Unlike the datastore, external databases are not able to push data change event.
The user must warn the DirectQuery connector that a new version of the data is available.

There are two ways to do this :

  • If you do not know the scope of the change, you can trigger a full refresh.

app.refresh();

caution

A full refresh is a costly operation because it implies to rebuild all hierarchies and aggregate providers.

info

During these operations, the cube is still queryable.

De-synchronization issue with non-time travel databases

Atoti cube leverages database streams to maintain some versioned data structures:

  • Hierarchy member tree
  • Aggregate providers

Aggregate providers are used to store already computed primitive measures.

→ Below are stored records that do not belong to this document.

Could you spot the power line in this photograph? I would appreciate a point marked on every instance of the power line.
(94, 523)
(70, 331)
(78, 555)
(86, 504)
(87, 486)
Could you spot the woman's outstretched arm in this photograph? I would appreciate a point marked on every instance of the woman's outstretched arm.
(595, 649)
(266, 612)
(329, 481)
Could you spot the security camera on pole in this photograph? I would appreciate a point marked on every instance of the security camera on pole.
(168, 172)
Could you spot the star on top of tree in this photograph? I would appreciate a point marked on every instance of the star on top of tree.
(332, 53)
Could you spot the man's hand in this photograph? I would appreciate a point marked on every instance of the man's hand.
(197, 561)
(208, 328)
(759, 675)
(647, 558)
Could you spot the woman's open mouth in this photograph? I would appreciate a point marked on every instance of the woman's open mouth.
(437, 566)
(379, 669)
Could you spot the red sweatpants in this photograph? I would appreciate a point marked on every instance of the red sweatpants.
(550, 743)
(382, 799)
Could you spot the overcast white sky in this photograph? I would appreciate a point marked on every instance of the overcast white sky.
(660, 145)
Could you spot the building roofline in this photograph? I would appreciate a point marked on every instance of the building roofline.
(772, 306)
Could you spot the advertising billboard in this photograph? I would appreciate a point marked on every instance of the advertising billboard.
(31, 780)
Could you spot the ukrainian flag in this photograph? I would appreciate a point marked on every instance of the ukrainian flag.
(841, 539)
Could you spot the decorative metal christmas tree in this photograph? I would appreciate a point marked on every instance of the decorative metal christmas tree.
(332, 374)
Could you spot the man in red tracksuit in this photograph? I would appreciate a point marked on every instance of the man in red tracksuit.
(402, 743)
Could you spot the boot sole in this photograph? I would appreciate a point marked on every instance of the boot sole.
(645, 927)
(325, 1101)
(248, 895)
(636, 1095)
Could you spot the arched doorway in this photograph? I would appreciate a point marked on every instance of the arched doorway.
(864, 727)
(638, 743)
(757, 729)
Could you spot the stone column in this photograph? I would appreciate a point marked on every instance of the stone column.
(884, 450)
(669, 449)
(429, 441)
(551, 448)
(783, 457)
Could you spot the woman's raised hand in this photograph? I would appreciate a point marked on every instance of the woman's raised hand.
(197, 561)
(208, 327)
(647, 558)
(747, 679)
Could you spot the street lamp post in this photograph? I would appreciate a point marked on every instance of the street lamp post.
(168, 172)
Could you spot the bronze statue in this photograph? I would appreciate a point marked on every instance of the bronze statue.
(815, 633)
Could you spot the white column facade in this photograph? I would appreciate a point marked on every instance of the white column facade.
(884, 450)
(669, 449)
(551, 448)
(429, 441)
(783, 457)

De-synchronization between Atoti data structures and the external database

On a database that does not support time-travel, on data change and before the refresh of the application, aggregate providers are not up-to-date.
So the measures computed from the primitive measures of aggregate provider are outdated too.
However, measures which are not computed from aggregate provider measures (i.e. computed by a database query) are up-to-date.
This could lead to inconsistent results if you are mixing up outdated and up-to-date measures.

For instance, let's take an initial version V1 and an update in the database changing the data to a new version V2.
Before triggering the refresh in Atoti application, the aggregate provider is still in state V1 but the database connector has no more access to the V1 data.
The connector will return the data from the current state of the database (which is V2).

De-synchronization between Atoti data structures themselves

The previous problem can also occur between the different Atoti data structures on databases that do not support time-travel. For instance, as the queries to feed a specific aggregate provider and the queries to feed other data structures (other aggregate providers or hierarchies) are not executed at the exact same time, they can retrieve data from the external database that do not match if there was an update in-between.

caution

When starting-up or refreshing an application, one should be careful not to update the data in the external database at the same time if time-travel is not used.

Branching

DirectQuery databases do not support branching.